The trouble started when the Cambrian Collective opened a new seam at their Naval Colliery in Penygraig. They decided to test the rate of production with just 70 miners, then declared the men had worked too slowly. A strange allegation considering miners were paid by tonnage, not hourly rates. They had no reason to work slowly.

The company responded with a lockout, closing the mine not just to the 70 ‘test men’ but to all 950 workers. When strike breakers were brought in from outside the area, serious trouble followed.

The Riots

The riots in Tonypandy were fierce. On the evening of 7 November, striking miners surrounded Llwynypia Colliery, where strike breakers were maintaining the pumps. Stones were thrown, fierce hand-to-hand fighting with police broke out, and after several baton charges, the miners were pushed back into Tonypandy square.

Further rioting occurred on 8 November. Shop windows were smashed, businesses looted by men at the end of their tethers.
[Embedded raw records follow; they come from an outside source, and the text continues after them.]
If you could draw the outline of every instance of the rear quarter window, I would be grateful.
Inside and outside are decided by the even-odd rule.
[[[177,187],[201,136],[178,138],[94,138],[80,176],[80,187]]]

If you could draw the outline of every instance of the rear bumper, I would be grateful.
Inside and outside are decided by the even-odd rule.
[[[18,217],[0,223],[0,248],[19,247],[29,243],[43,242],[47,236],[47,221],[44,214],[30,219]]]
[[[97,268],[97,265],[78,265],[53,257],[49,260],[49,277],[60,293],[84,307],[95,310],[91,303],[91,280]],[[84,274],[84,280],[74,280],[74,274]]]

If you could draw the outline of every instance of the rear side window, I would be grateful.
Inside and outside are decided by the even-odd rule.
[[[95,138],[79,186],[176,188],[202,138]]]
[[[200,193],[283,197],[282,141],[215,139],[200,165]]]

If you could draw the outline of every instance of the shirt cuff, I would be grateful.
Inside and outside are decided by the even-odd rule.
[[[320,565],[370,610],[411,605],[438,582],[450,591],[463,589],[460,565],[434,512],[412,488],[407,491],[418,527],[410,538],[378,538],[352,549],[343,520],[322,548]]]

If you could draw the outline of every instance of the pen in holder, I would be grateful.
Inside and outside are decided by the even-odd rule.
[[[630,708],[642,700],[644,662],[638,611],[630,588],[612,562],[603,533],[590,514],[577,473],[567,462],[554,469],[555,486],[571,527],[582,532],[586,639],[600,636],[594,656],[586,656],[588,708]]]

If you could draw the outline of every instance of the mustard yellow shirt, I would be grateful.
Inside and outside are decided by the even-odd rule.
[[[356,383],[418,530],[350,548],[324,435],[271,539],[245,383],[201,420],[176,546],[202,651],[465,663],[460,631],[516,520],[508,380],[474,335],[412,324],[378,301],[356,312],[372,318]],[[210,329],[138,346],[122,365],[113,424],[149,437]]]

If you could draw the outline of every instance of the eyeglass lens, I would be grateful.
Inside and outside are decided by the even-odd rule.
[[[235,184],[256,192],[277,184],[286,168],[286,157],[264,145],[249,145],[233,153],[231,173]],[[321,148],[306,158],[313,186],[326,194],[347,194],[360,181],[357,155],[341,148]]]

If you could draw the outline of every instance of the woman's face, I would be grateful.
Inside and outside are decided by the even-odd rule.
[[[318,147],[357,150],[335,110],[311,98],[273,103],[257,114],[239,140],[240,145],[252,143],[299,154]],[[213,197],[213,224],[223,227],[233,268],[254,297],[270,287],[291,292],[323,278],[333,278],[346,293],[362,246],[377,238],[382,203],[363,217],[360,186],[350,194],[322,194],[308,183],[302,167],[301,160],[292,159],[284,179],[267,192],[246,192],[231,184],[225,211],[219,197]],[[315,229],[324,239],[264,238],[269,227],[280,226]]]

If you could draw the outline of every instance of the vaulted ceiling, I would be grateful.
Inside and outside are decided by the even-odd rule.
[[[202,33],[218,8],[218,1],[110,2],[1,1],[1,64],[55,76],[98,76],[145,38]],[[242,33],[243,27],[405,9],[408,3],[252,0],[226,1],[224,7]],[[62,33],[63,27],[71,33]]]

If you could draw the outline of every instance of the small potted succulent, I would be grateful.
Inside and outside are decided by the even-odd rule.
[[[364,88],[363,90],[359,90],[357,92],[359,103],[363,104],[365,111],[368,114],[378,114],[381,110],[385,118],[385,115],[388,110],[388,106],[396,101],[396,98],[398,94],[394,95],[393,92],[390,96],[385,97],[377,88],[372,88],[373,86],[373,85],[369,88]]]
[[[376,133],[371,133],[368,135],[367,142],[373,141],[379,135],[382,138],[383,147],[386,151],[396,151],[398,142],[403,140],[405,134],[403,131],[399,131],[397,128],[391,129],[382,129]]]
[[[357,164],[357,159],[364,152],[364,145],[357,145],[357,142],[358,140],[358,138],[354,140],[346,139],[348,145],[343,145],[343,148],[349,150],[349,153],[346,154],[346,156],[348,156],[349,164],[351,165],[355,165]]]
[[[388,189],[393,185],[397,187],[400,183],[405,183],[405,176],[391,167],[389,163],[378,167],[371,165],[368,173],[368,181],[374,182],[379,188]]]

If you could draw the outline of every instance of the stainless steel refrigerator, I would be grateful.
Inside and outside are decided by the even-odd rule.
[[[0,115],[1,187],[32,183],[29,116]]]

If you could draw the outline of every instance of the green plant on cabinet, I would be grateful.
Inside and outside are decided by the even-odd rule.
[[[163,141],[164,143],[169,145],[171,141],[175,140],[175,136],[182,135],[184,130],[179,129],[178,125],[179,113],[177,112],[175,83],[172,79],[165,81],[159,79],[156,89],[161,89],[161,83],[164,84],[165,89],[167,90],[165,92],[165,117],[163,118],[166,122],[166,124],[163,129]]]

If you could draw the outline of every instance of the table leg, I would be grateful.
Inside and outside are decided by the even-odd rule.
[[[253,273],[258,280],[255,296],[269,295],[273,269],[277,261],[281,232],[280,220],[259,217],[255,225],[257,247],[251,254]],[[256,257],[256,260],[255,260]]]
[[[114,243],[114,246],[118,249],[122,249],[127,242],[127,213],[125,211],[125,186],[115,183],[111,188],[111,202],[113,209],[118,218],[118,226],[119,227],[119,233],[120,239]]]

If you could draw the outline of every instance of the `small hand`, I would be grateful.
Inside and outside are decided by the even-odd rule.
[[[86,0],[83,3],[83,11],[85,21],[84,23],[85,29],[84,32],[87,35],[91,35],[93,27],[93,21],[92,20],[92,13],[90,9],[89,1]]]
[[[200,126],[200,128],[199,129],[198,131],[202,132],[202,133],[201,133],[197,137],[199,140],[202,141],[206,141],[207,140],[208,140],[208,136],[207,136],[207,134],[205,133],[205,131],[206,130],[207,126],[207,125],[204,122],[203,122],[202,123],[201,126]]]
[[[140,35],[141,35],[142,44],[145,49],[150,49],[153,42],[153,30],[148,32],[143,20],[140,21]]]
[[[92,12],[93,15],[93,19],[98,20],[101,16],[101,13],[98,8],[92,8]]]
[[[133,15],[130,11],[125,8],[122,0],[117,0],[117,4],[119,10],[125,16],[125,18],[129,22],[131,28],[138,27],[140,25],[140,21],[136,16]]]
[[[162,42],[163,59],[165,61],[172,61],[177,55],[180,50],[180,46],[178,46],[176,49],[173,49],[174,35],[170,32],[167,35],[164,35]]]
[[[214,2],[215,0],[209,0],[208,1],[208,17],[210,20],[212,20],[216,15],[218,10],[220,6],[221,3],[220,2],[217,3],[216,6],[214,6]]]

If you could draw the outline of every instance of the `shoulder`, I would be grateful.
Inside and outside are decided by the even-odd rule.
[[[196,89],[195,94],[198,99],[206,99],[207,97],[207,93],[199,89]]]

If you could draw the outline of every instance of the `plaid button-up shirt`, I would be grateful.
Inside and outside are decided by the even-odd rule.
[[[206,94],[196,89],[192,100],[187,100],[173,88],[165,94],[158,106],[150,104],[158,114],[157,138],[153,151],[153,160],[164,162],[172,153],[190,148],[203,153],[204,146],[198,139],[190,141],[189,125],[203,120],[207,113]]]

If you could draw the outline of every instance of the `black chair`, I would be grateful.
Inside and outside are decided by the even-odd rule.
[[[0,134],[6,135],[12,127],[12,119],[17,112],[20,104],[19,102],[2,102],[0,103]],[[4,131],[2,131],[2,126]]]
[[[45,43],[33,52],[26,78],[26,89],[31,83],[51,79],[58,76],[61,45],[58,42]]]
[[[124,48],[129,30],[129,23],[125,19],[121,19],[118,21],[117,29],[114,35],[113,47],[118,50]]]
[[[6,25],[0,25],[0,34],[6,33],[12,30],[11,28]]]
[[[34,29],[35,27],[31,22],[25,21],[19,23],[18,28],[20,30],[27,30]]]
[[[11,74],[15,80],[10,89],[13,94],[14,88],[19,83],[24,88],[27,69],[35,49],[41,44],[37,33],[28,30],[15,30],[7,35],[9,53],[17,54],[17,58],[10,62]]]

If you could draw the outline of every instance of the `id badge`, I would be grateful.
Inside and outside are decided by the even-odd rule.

One miner is said to have died from injuries inflicted by a police baton.

The strike dragged on for months, finally ending in August 1911, with the miners forced to accept just two shillings and three pence per ton of coal extracted. The scars ran deep.

The Print

This print doesn’t try to tell the whole story, just capture a moment. A crowd of tired, angry, defiant faces drawn from historical photographs and my own imagination, a kind of every-crowd, standing for the many who were there.

I wanted the print to feel like collective memory made solid, textured, worn, and weathered by time. The strong black-and-white contrast speaks to the stark realities of industrial conflict, while each individual face, carved separately into the lino, represents someone who lived through those events.

The process was painstaking, carving face after face, making sure each one felt individual even in the crowd. That’s the point, though. hey were people with names, families, reasons for standing with their fellow workers despite the consequences.